Write a program to solve this crucial task.
Input
The input starts with a line containing a single integer t <= 20, the
number of test cases. t test cases follow.
The next lines consist of large positive integers of up to 150 decimal
digits. Each number is on its own separate line of the input file. The
input file may contain empty lines. Numbers can be preceded or
followed by whitespaces but no line exceeds 255 characters.
Output
For each number in the input file your program should output a line
consisting of two values separated by single space. The second value
is the cube root of the given number, truncated (not rounded!) after
the 10th decimal place. First value is a checksum of all printed
digits of the cube root, calculated as the sum of the printed digits
modulo 10.
Example
Input:
5
1
8
1000
2 33076161
Output:
1 1.0000000000
2 2.0000000000
1 10.0000000000
0 1.2599210498
6 321.0000000000
Here is my solution:
from math import pow
def foo(num):
num_cube_root = pow(num, 1.0 / 3)
# First round upto 11 decimal places
num_cube_root = "%.11f" % (num_cube_root)
# Then remove the last decimal digit
# to achieve a truncation of 10 decimal places
num_cube_root = str(num_cube_root)[0:-1]
num_cube_root_sum = 0
for digit in num_cube_root:
if digit != '.':
num_cube_root_sum += int(digit)
num_cube_root_sum %= 10
return (num_cube_root_sum, num_cube_root)
def main():
# Number of test cases
t = int(input())
while t:
t -= 1
num = input().strip()
# If line empty, ignore
if not num:
t += 1
continue
num = int(num)
ans = foo(num)
print(str(ans[0]) + " " + ans[1])
if __name__ == '__main__':
main()
It is working perfectly for the sample cases: Live demo.
Can anyone tell what is the problem with this solution?
Your solution has two problems, both related to the use of floating-point arithmetic.

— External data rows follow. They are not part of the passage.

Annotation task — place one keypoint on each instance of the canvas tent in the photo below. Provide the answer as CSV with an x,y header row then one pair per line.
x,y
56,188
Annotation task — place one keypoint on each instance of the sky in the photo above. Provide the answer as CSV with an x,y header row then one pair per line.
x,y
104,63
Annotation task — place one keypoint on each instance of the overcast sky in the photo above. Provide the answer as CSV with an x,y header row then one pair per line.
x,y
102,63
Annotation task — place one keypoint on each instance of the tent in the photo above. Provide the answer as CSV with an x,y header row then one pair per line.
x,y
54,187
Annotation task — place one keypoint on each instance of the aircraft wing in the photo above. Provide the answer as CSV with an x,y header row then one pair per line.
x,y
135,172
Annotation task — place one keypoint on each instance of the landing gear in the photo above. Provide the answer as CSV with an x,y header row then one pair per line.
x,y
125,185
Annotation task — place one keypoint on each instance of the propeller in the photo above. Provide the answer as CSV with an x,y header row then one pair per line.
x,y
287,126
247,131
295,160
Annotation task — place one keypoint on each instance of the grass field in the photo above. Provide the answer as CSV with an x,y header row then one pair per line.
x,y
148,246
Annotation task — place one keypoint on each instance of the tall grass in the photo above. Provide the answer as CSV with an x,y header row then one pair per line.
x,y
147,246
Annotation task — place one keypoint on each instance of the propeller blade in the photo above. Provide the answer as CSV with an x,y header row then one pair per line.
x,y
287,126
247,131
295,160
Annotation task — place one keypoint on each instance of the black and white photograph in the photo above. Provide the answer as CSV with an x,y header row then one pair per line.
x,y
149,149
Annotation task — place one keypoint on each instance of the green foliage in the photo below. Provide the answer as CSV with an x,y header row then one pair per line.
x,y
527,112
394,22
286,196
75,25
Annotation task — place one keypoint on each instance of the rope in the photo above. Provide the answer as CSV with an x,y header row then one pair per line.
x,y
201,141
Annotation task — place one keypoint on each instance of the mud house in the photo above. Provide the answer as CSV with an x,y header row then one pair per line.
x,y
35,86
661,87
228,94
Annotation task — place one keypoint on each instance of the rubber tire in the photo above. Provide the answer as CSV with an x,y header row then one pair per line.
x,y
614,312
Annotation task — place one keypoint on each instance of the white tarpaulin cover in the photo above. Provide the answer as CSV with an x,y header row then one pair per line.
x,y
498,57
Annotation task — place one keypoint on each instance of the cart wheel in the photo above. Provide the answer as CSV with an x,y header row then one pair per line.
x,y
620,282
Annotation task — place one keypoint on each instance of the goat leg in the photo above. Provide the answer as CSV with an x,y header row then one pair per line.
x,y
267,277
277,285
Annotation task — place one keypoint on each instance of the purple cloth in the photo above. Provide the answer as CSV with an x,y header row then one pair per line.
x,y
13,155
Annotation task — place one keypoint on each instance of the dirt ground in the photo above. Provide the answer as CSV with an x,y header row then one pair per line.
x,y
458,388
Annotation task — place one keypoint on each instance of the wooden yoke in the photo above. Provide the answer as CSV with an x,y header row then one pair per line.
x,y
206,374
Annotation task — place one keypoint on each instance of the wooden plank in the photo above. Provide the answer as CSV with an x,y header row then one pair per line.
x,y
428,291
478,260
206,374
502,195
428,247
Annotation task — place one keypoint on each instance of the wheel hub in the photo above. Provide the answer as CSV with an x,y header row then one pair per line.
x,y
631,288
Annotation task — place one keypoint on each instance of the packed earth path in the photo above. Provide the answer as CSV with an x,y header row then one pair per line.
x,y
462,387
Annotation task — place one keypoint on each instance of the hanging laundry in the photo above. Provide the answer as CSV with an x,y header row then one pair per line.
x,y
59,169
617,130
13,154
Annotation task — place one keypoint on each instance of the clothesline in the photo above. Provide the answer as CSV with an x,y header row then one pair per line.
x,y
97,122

The first issue is that Python floats only carry roughly 16 significant decimal digits of precision, so as soon as your answer requires more than 16 significant digits or so (so more than 6 digits before the point, and 10 digits after), you've very little hope of getting the correct trailing digits. The second issue is more subtle, and affects even small values of n. That's that your approach of rounding to 11 decimal digits and then dropping the last digit suffers from potential errors due to double rounding. For an example, take n = 33. The cube root of n, to 20 decimal places or so, is:
3.20753432999582648755...
When that's rounded to 11 places after the point, you end up with
3.20753433000
and now dropping the last digit gives 3.2075343300, which isn't what you wanted. The problem is that that round to 11 decimal places can end up affecting digits to the left of the 11th place digit.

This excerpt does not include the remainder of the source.